What if we live in a world where time matters?

            The Past is tied directly into the future. Daily we unknowingly plot our future. We burn bridges that haven’t even been built yet, we rip pages out of our lives that we will need and all without seeing it coming. This makes me think, would it matter to me if my life was different. If I went back in time and moved to another state or country would my life be as complete as it is now? Would the vacancy of what I have now touch me? Would it even matter to me? After all if that happened I wouldn’t have any recollection of my current living. I don’t think I would miss what I have now. You can’t miss what you never had. I find that saying funny. It’s true and false at the same time. You cant miss what you never had but the fact that you don’t have it can drill a hole so deep and dark and moth eaten, filthy that the feelings would be almost identical. It’s not a question of “will the past affect the future” the past will affect the future. The events of yesterday always have and always will determine the day we see tomorrow. There’s no getting around it. Even if some sophisticated person tries to hide or erase the archives of our history. Even if a well known trusted friend, or a scholar on an intelligent pedestal tells us what did or didn’t happen. Weather or not we believe them the future will happen. History is its own entity that doesn’t care if we believe what it has done or has in store for us. It will continue to do its job and keep the things that we did a moment past in our present. No matter how long we live. As the good book says: Shall ye reap that thou hast sewn. Weather or not you know that you sewn it.

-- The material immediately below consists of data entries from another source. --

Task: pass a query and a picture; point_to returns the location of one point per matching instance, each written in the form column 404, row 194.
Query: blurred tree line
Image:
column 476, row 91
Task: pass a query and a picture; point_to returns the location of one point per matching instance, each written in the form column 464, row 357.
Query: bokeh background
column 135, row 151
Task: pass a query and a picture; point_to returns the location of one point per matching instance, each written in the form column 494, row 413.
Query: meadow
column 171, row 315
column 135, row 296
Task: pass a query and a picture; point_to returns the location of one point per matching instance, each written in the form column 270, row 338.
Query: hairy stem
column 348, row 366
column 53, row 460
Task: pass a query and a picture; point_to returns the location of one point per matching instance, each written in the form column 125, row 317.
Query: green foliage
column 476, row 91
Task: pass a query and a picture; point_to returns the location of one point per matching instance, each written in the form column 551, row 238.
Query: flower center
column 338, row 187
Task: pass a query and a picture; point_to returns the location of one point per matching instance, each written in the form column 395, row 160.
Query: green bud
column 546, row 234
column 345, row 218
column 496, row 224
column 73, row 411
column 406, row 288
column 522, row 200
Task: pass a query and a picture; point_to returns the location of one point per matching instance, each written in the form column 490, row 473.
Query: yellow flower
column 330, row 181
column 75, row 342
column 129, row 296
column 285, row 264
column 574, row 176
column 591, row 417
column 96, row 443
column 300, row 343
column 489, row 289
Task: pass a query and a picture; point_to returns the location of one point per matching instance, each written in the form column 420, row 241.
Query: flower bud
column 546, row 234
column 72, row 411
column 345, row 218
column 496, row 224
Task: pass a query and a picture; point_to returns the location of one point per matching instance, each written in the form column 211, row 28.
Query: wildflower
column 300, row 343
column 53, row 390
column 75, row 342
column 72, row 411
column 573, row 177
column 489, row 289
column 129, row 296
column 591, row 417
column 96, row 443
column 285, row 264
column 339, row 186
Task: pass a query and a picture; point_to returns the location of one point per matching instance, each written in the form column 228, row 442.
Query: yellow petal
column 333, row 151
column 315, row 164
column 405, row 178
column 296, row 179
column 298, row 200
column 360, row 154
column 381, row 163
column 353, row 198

Individuality doused in gasoline and lit ablaze. Not on my watch!

The big thing that I can relate to 1987 with is the extinguishing of all creativity, personality, individuality or things of that kind. The stifling of ones sense of self expression is in my opinion one of the most atrocious of acts. To take a person’s thoughts from them is inhumane. The one thing that a person really owns, that is all theirs. The single possession that one has to separate themselves from the masses is their mind. To take that from me would be the end of my life as I know it. If I wasn’t me I would find no reason to continue existence. If I couldn’t be me then the point of life would be to continue life. There is no real purpose in that. In my perspective life is about finding yourself. Knowing your reason to be alive, and if you have no personality or individuality then your purpose would be the same as everyone else. You would live to stay alive. I would rather die. That’s what’s going to happen in the end to all of us so there is no reason to live unless you have a personal goal that you yourself push to achieve. In a simultaneous world I am just one drop in the ocean. But in the world as we know it now I am a drop of blood in the ocean. I stand apart from my fellow water drops yet I leave a little of me in all of them. The sharks of this world are after me and the minnows of this world avoid me. This is what sets me apart from my peers. I see only transparent photocopies one behind another in a neat stack. I am the paper that was set on the copier crooked to make a unique yet sloppily charming individual. I have been frowned upon for perusing myself which leads me to think that the world doesn’t want me to be myself. The majority of people require conformity to feel secure. I need to be the one that draws gasps from John and Jane doe because they know that they wouldn’t dare try to imitate my person.